Ils ont mené des activités de sensibilisation et formé des équipes au niveau des provinces de tout le pays. Human Rights Watch a constaté que beaucoup de centres de santé communautaires avaient également lancé leur propre initiative pour éliminer cette pratique au niveau local. Le centre Puskesmas Banjarsari à Ciawi, par exemple, a initié une ligne directe par textos appelée « aidez à combattre l’enchaînement » afin d’encourager les gens à dénoncer les cas de personnes enchaînées.
Les chercheurs de Human Rights Watch sont retournés dans plusieurs communautés où ils avaient constaté de tels cas, pour constater que les gens avaient été libérés et vivaient dans la communauté. En 2014, lorsque Human Rights Watch a pour la première fois rendu visite à Sodikin, un homme de 34 ans présentant un handicap psychosocial, il était enfermé dans une minuscule cabane près de la maison familiale à Cianjur, dans l’ouest de l’île de Java. Au départ, la famille avait essayé de le faire soigner, mais le centre de santé local ne disposait pas de médicaments psychiatriques et l’hôpital était trop éloigné. Sodikin a passé plus de huit ans enchaîné dans la cabane, nourri à travers un trou dans le mur, avant d’être libéré en mai 2016 grâce à l’intervention d’une organisation non gouvernementale locale.

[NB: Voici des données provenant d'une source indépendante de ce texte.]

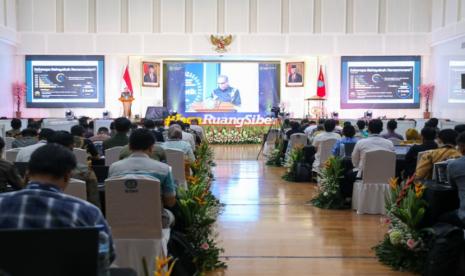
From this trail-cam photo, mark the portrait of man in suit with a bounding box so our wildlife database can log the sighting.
[142,62,160,87]
[286,62,304,86]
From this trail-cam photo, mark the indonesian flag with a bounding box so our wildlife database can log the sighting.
[121,65,133,96]
[316,65,326,98]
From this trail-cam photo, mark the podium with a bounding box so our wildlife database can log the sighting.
[119,96,134,118]
[189,102,237,113]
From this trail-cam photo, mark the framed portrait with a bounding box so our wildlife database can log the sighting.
[141,61,160,87]
[286,61,305,87]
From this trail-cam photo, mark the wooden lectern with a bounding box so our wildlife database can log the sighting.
[119,96,134,118]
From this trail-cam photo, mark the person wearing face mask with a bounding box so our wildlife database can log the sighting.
[415,129,462,180]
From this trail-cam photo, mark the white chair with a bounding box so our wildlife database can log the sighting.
[73,148,88,165]
[4,137,15,151]
[64,178,87,200]
[165,149,187,189]
[352,150,396,214]
[5,148,21,163]
[313,139,337,172]
[105,175,170,275]
[388,137,402,146]
[105,146,123,166]
[263,129,279,156]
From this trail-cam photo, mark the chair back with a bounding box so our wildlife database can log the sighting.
[165,149,187,188]
[388,137,402,146]
[105,146,123,166]
[0,227,99,276]
[64,178,87,200]
[289,133,308,149]
[73,148,88,165]
[105,175,162,239]
[4,137,15,151]
[339,143,356,157]
[363,150,396,184]
[317,139,337,167]
[5,148,21,163]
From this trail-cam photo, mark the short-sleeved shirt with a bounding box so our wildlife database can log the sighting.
[108,152,176,196]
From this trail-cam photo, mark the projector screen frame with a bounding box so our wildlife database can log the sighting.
[24,55,105,108]
[340,55,421,109]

Le beau-frère de Sodikin a déclaré : « Sodikin était devenu très maigre. Quand on l’a libéré, ses jambes étaient raides et il ne pouvait même pas se mettre debout, sans parler de marcher, alors j’ai dû le porter. Sodikin a passé six mois de convalescence dans un refuge géré par une organisation non gouvernementale avant de pouvoir rentrer chez lui. Il travaille maintenant dans une usine textile, cousant des boutons sur des uniformes scolaires. « Nous sommes tellement contents qu’il vive à nouveau à la maison avec la famille ! », a déclaré son beau-frère. « Nous n’aurions jamais pensé qu’il pouvait se remettre. Son père le voyait comme un fardeau, et maintenant, c’est lui qui gagne le plus pour nourrir la famille. »
D’après la direction indonésienne de santé mentale, le nombre de personnes qui sont enchaînées ou confinées dans 32 provinces (toutes sauf la Papouasie et la Papouasie occidentale) a diminué, passant de 13 528 en décembre 2017 à 12 832 en juillet 2018. Cependant il est difficile d’obtenir des données précises sur l’enchaînement, étant donné qu’il est souvent pratiqué dans des zones reculées et que les familles sont peu enclines à en parler, vu la honte et la stigmatisation qui entourent les pathologies mentales. En outre, les personnes à qui on porte secours finissent parfois par être à nouveau enchaînées en raison du manque de services d’aide communautaires.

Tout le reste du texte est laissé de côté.